Hormonal food contamination in America is only part of a larger problem caused by usage of thousands of feed additives. These include antibiotics, tranquilizers, pesticides and animal drugs, many of which are carcinogenic apart from other harmful effects. The runaway technologies of the meat-product and pharmaceutical industries are supported by tremendous lobbying pressures and a revolving door between senior personnel in industry and regulatory agencies. This was personified by Reagan Administration agriculture secretaries, John Block, a former Illinois hog farmer, and Richard Lying, a former head of the American Metal Institute.

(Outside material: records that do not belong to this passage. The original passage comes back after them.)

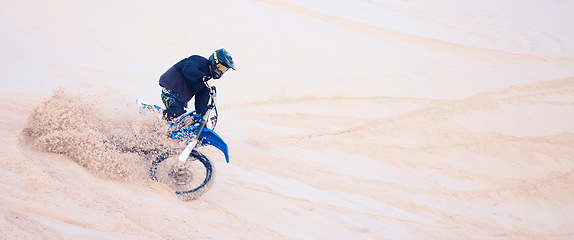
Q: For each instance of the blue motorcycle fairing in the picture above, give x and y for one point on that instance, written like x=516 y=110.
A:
x=192 y=113
x=208 y=136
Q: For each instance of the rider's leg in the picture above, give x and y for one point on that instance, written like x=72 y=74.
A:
x=201 y=101
x=174 y=106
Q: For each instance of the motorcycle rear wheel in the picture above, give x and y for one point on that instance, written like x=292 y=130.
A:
x=189 y=183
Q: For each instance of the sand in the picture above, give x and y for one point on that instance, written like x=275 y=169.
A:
x=345 y=119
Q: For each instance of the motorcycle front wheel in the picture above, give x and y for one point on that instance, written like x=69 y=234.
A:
x=188 y=183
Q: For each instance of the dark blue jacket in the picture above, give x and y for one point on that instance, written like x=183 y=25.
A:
x=185 y=79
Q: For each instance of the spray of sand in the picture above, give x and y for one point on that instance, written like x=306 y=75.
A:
x=105 y=135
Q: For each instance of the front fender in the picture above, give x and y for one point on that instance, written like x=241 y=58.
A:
x=208 y=136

As evidenced in a series of Government Accounting Office investigations and congressional hearings, USDA inspection and FDA, registration and residue-tolerance programs are in near total disarray. The majority of feed additives are used in the absence of evidence of efficacy, practical and sensitive monitoring methods, and minimal if any safety test data, apart from the widespread, use of illegal and unapproved drugs. The hazards of U.S. meat have retrogressed from the random fecal and bacterial contamination of Upton Sinclair's "The Jungle" to the brave new world of deliberate chemicalization.

Regardless of any possible trade basis for the EEC embargo, it should prompt a high-level investigation and drastic reform of federal regulation and meat-industry practices. The U.S. position also raises problems of dual standards, since the United States banned, imports of Australian beef in 1987 on the grounds of excess residues of the carcinogenic pesticide heptachlor.

All hormonal feed additives should be banned, as should be all other animal additives in the absence of conclusive evidence on their efficacy and safety. Any additive use should be subject to requirements for explicit labeling of residue levels in all meat products, including milk and eggs.

Until then, apart from possible initiatives at a state level, consumers should boycott chemicalized meat products in favor of organic ones. Consumers should also insist on their right to know and demand independent certification and verification, such as the California NutriClean program for testing pesticide residues on fruits and vegetables that is now available in about 600 supermarkets nationwide.